Mortgage buyer Freddie Mac said today that the average on the 30-year loan jumped to 4.46 percent. That’s up from 3.93 percent last week and is the highest since July 2011. The increase was also the biggest since April 1987.
The rate on the 15-year mortgage rose to 3.50 percent from 3.04 percent last week. That’s the highest since August 2011.
Interest rates have jumped after Fed Chairman Ben Bernanke said on June 19 that the Fed could slow its bond purchases later this year if the economy strengthens. Since Bernanke’s comments, the yield on the 10-year Treasury note has risen to a two-year high. Mortgage rates tend to track the yield on the Treasury note.
Mortgage rates remain low by historical standards. In the short run, a spike in rates could prompt more people to buy homes, giving the housing recovery an added boost. That’s because would-be buyers would want to lock in the rates before they rise further.
But if rates continue to climb, at some point buyers might feel priced out.
The impact on buyers’ wallets can be seen in just the last few weeks.
One buyer locks in a 3.35 percent rate in early May on a $200,000 mortgage and pays $881 a month, according to Bankrate.com. Another buyer gets a 4.46 percent rate this week and pays $1,008 a month.
The difference: $127 more a month, or $45,720 over the lifetime of the loan. The figures don’t include taxes and insurance.
Anthony Geraci, a Cleveland real estate broker-owner, is already seeing more activity in his market.
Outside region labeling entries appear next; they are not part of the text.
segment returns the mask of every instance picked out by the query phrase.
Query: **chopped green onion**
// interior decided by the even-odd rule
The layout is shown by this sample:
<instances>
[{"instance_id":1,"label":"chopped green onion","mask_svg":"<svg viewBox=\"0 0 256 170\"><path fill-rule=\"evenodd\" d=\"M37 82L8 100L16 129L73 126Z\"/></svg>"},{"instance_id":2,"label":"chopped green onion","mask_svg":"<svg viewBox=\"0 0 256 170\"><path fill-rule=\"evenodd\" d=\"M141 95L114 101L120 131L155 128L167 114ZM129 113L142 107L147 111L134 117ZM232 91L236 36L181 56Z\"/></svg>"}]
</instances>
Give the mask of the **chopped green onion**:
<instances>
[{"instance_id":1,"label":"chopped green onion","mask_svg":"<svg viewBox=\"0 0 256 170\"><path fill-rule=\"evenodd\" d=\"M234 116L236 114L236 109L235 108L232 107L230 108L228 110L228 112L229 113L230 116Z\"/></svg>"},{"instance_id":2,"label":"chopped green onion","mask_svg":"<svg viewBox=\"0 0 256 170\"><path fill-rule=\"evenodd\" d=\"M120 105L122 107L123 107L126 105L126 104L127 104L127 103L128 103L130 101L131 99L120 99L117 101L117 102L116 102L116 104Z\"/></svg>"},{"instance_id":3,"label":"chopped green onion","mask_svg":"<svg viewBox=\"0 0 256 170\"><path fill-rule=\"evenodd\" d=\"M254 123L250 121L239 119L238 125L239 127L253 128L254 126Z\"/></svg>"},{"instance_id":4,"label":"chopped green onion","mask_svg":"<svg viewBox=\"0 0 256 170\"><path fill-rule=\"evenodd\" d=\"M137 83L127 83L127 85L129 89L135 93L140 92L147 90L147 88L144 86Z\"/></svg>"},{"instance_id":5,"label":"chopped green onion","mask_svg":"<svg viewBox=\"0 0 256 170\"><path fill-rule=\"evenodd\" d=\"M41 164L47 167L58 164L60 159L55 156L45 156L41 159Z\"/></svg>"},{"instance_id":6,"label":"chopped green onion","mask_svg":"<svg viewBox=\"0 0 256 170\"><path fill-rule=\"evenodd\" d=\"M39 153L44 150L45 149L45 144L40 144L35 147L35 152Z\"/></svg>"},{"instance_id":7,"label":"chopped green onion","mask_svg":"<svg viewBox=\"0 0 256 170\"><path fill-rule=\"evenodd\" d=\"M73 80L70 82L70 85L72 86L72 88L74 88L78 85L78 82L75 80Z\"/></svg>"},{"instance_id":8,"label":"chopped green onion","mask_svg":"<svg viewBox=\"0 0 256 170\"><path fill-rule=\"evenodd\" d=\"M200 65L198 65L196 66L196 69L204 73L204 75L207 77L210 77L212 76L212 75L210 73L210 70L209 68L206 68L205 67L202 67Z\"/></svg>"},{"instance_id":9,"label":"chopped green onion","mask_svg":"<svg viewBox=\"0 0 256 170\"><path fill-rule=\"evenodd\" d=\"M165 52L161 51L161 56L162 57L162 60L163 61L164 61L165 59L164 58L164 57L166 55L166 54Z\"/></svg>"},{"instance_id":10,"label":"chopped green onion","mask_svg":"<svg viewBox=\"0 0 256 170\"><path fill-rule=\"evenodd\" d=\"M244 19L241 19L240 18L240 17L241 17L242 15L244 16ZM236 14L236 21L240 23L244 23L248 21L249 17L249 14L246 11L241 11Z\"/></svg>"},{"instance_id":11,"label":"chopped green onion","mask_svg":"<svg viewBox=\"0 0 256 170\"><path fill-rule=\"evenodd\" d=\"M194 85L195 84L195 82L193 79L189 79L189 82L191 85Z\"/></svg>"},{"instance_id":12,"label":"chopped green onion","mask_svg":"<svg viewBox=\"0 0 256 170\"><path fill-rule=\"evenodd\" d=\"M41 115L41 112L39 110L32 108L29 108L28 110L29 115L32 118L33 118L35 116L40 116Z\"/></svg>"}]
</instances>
“People are getting off the fence a little bit more or choosing to buy now instead of choosing to buy three months from now,” said Geraci, whose brokerage has 270 agents.
Geraci says a slight increase in rates won’t put off buyers immediately because there just aren’t enough available homes for sale. Most markets are facing inventory shortages.
“So buyers that find a nice home, no matter what the rates are, are going to move on it,” Geraci said. “If there’s enough supply, people might sit and wait a little bit and see if the rates come down.”
The rise in rates comes a critical time in the housing recovery. Low mortgage rates have helped fuel home sales over the past year. In May, completed sales of previously occupied homes surpassed the 5 million mark for the first time in 3 ½ years.
And the number of people who signed contracts to buy homes leaped last month to the highest level since Dec. 2006, the National Association of Realtors said in a separate report today. That suggests sales will rise even further in the coming months because there is generally a one- to two-month lag between a signed contract and a completed sale.
Rising rates motivated Alex Backus to act two weeks ago and sign a contract on a $365,000, three-bedroom house in the Seattle suburb of Edmonds, Wash.
Backus, 30, had searched listings for two months before signing the contract. He locked in a 30-year loan at a fixed rate of 4.125 percent.
“Seeing that interest rates were starting to come back up, it seemed like now was the time to really start to get serious about buying a home,” said Backus, an aerospace engineer.